Outwit: A vintage board game review.



Parker Brothers


“It looks easy ’til you try it”

To be the first player to get all your chips inside your shaded corner of the board. Regular chips can move vertical and horizontal. They must move until they hit: another chip; a wall; or the boundary of the opponents shaded area. Power chips can can move diagonal as well. Power chips can move as many spaces as they want but still can’t enter an opponents area. All chips must remain in its own shaded area once it enters.

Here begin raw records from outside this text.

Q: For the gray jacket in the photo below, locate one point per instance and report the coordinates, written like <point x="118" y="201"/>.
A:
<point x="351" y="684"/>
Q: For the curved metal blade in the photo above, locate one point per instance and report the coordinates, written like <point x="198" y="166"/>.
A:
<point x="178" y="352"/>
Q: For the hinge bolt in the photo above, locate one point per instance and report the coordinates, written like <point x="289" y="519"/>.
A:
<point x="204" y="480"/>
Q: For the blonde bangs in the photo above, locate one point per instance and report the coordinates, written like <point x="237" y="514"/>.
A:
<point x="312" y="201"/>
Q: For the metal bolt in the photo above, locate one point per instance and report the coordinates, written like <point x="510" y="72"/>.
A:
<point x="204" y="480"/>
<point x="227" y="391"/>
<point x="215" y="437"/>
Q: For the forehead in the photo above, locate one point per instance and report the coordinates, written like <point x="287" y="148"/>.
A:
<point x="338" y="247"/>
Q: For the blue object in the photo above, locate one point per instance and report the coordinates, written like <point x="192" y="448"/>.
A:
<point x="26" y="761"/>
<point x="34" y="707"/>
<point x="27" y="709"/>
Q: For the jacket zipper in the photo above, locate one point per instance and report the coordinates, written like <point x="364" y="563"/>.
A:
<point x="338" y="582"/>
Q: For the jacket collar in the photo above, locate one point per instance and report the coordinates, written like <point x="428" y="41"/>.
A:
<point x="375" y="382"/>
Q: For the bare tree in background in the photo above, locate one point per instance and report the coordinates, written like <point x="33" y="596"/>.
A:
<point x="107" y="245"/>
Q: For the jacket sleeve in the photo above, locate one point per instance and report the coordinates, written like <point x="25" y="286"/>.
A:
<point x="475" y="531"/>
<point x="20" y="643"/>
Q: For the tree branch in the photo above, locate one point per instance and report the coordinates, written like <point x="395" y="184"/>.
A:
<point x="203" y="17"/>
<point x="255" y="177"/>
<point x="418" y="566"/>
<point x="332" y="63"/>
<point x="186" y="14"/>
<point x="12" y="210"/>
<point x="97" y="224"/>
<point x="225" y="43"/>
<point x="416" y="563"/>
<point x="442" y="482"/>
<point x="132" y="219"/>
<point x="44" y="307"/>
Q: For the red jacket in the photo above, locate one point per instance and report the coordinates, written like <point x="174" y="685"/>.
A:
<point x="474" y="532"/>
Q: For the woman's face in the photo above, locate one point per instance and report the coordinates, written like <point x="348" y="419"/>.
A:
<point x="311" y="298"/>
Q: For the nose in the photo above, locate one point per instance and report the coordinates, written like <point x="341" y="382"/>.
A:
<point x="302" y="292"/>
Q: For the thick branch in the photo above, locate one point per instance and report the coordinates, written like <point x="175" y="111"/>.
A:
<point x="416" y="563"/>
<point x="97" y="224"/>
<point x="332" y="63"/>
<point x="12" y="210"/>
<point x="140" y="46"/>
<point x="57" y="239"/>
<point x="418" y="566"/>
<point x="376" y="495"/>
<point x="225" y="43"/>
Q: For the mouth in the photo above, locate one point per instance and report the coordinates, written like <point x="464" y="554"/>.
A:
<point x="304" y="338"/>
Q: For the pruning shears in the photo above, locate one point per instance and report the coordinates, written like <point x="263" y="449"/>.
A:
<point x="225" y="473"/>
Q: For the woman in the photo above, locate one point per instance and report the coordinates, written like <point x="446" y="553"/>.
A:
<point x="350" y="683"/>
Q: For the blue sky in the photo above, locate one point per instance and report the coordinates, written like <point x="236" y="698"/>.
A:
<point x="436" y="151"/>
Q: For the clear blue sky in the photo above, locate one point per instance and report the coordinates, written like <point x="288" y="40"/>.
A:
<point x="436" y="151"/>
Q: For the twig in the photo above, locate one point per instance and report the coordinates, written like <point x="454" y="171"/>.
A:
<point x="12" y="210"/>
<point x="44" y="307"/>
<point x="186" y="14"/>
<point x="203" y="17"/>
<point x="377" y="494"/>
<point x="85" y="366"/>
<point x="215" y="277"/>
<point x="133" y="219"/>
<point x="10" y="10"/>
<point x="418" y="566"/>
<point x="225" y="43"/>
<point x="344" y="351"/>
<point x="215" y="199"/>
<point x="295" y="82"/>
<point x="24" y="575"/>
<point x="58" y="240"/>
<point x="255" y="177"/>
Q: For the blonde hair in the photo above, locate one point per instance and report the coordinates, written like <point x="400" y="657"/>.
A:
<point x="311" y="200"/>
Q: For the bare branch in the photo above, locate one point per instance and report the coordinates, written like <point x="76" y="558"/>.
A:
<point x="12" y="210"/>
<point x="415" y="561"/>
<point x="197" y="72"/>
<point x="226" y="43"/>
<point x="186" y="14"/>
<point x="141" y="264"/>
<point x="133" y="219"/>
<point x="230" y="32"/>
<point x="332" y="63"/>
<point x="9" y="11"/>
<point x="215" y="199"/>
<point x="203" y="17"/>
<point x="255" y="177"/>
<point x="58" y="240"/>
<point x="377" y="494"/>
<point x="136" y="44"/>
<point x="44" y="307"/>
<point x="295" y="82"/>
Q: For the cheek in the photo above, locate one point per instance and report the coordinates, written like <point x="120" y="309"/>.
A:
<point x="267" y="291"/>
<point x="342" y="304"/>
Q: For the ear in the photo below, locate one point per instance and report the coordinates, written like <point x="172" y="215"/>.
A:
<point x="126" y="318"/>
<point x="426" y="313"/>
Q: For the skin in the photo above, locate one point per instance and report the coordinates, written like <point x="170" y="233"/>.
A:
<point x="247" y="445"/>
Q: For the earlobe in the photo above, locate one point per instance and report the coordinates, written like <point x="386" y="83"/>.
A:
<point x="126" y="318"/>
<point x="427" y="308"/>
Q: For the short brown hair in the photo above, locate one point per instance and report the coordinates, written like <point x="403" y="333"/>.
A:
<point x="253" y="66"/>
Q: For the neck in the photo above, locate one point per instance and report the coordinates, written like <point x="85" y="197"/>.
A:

In most cafes you’ll find a basket that has the unused chess set, the wobbly Connect Four, the Uno that’s missing cards(but still wont fit back in the pack), and the checker set that’s missing checkers because people needed them to play Connect Four. Outwit deserves to be in this basket. On the top. It’s definitely enjoyable for the level of thought needed to play. And that, of course, depends on who you’re playing. If you have non-game playing friends, you could probably rope them into playing. It’s as easy to learn the basics as Connect Four,  has more strategy than checkers, and doesn’t need the commitment that chess or Uno needs. Plus, after a game they’ll have the hang of it and will probably enjoy being a bastard to you next game. This just might be a gate-way game that gets ‘em more involved in your game nights. It’s a good short game(fifteen minutes, on average) for two people who are sitting out waiting for the other games to end.

They Didn’t See This?:
If you play enough, you’ll inevitably reach zugzwang. You and your opponent will be sliding the same chip back and forth till your lattes go cold. There’s no official rule avoiding this but I recommend a five repetitive move limit. The game will most likely end on the second move anyway.

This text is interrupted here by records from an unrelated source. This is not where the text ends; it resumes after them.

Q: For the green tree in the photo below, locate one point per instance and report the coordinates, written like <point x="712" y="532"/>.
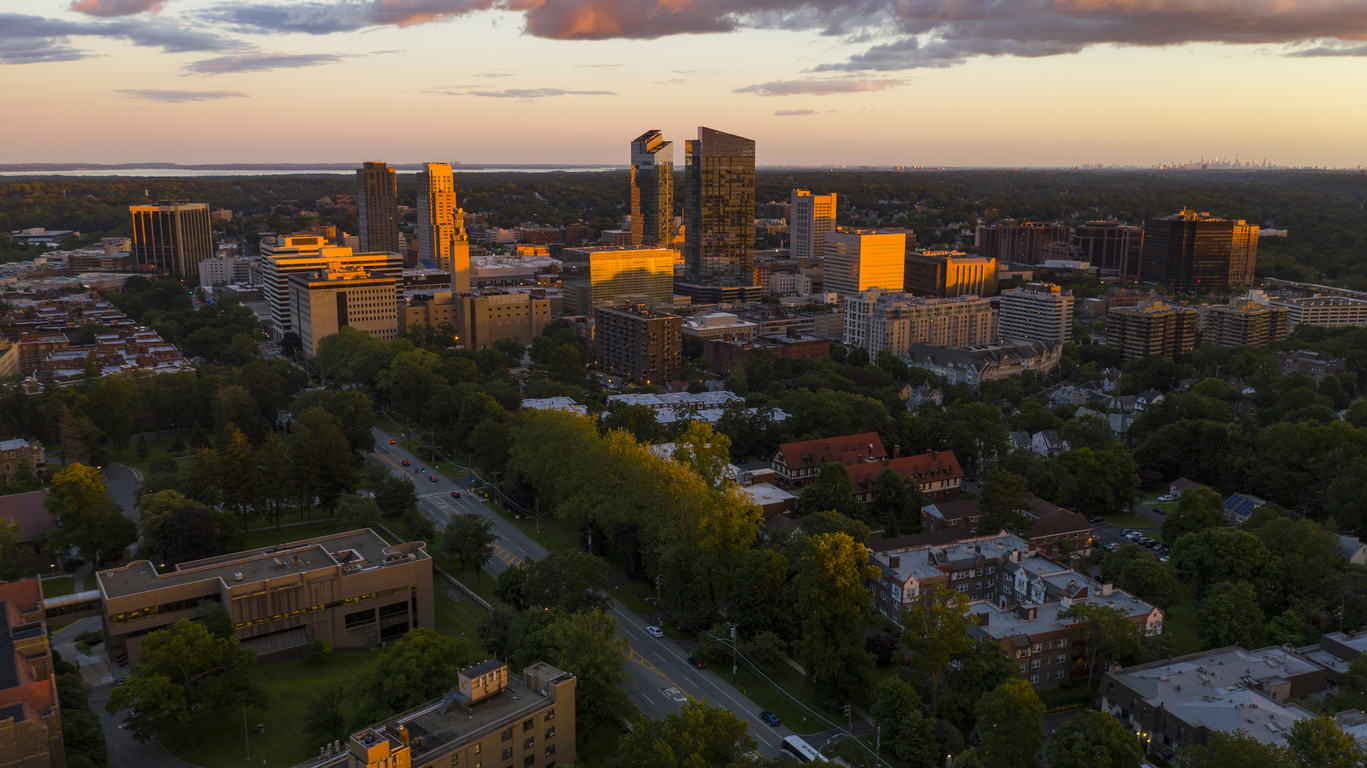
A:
<point x="185" y="671"/>
<point x="1012" y="720"/>
<point x="1092" y="739"/>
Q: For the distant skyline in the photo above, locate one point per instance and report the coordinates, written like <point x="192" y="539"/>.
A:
<point x="829" y="82"/>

Real wood chips! Real cardboard and plastic board! The nine by ten grid design means you won’t be able to adapt a checker set to play.
It’s not the 80s, so we’re spared the crappy airbrushed new-wavey box art with the horrible tubular lettering. It’s not the early 70s, so no groovy box art either. Instead, Parker Brothers opted for a photo shoot of what seems to be a family trapped in a cabin in the middle of the woods with nothing to do but play Outwit over and over and… Will only one person leave the cabin alive? Nowadays no teen would make the mistake of winding up with the folks in a secluded cabin without an iPhone or laptop.
There is one thing that irks me, though. I find it impossible to recreate the moves that lead to the position of the game on the box photo. It could be like on TV when the characters are supposed to be playing chess but obviously don’t have any idea how the pieces move.

Easily found on on-line auction sites. Also made by other companies in other countries under different names. In France, it’s L’Africa with what seems to be racist artwork. In Germany, it’s called Voodoo with box art that could have been racist. Also called Caribbean Checkers.